You don't need it. Traffic between two systems should transfer a leaf, a spine, and a leaf. Always the same fixed number of hops (layer 2 or layer 3), always the shortest path.

wintermute000

#10
Exactly, and keeps latency/jitter always the same, enables ECMP, etc.
Yeah it does feel intuitively 'wrong' LOL to see core devices not connected to one another!

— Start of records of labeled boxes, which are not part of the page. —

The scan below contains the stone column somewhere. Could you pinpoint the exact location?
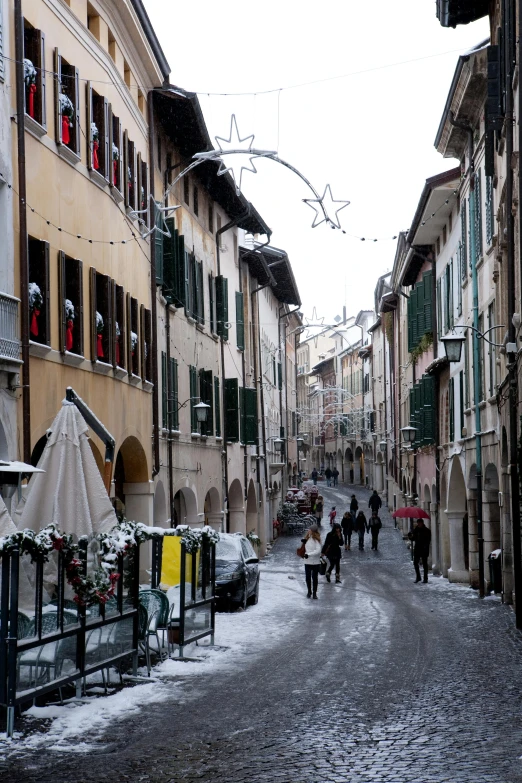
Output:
[447,509,469,584]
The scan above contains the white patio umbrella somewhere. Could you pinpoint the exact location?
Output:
[16,400,117,537]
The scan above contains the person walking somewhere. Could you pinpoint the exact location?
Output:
[315,495,324,527]
[322,522,343,582]
[368,511,382,549]
[303,525,322,598]
[350,495,359,530]
[368,489,382,514]
[408,519,431,584]
[355,511,367,551]
[341,511,353,551]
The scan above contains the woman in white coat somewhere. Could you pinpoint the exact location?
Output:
[303,525,322,598]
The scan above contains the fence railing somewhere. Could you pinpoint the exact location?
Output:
[0,292,20,361]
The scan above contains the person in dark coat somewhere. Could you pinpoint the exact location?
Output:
[408,519,431,584]
[350,495,359,530]
[368,489,382,514]
[355,511,367,550]
[368,511,382,549]
[341,511,354,551]
[322,522,343,582]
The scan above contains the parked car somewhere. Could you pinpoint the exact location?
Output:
[216,533,259,609]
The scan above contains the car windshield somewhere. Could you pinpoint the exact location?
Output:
[216,538,241,562]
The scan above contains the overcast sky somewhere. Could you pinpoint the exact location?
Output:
[145,0,489,323]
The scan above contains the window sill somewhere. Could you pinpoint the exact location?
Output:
[58,144,80,166]
[24,114,47,139]
[92,359,114,375]
[63,351,85,367]
[89,169,109,190]
[29,340,52,359]
[111,185,123,204]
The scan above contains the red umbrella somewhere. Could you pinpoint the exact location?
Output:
[392,506,430,519]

Just got to train oneself out of that mindset when dealing with leaf/spine
I don't think the subnet size matters too much, as everyone has said, whether its NSX or ACI or whatever, all the actual hosts are going to be on VXLAN segments tunnelled from your hosts and/or VTEPs, you only need enough IPs for your hosts/VTEPs (and by host I mean in the Vmware sense)

icecream-guy

I think the greatest thing about the leaf/spine architecture is that is can scale well above the 5 9's,  depending on  hardware, network architecture, and cash in pocket, the more spines one has with servers multi-homed to different leafs (leaves?) provides enough redundancy where one can scale to 10 9's, 20 9's or more, to a point where more than half the network can be down without affecting services.
:professorcat:

My Moral Fibers have been cut.

burnyd

Quote from: ristau5741 on October 09, 2015, 07:52:12 AM
I think the greatest thing about the leaf/spine architecture is that is can scale well above the 5 9's,  depending on  hardware, network architecture, and cash in pocket, the more spines one has with servers multi-homed to different leafs (leaves?) provides enough redundancy where one can scale to 10 9's, 20 9's or more, to a point where more than half the network can be down without affecting services.

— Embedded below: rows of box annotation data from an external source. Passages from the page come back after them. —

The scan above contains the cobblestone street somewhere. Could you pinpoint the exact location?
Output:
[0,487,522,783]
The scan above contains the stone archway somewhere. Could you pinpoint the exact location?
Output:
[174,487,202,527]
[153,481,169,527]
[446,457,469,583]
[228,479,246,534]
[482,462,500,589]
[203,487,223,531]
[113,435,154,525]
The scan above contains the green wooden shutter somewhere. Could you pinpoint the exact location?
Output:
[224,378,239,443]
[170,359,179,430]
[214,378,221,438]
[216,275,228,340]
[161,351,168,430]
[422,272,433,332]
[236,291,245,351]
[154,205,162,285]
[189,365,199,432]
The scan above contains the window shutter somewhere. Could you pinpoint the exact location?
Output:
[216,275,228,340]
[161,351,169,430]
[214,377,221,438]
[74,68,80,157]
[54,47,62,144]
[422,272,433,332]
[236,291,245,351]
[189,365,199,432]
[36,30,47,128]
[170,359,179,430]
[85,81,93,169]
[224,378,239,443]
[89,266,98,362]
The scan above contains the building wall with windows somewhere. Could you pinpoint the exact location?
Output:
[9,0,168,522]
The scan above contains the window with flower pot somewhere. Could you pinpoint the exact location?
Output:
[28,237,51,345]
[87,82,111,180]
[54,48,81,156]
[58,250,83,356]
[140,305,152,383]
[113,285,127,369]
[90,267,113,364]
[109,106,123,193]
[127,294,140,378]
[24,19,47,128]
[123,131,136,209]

Im not going to say its unlimited scale but its close to it.  After you fill up the ports on the spine you have to do a 3d model like facebook did but thats a ton of servers!

I posted this yesterday ironically.

https://danielhertzberg.wordpress.com/2015/10/11/333/

that1guy15

That1guy15
@that1guy_15
blog.movingonesandzeros.net

NetworkGroover

Quote from: ristau5741 on October 09, 2015, 07:52:12 AM
I think the greatest thing about the leaf/spine architecture is that is can scale well above the 5 9's,  depending on  hardware, network architecture, and cash in pocket, the more spines one has with servers multi-homed to different leafs (leaves?) provides enough redundancy where one can scale to 10 9's, 20 9's or more, to a point where more than half the network can be down without affecting services.

Yep... just imagine a 64-way ECMP design.

"One of our spine switches went down.  Wanna go handle it?"

"Naahhh.. I'll deal with it next week.  We only lost 1/64th of our bandwidth."
Engineer by day, DJ by night, family first always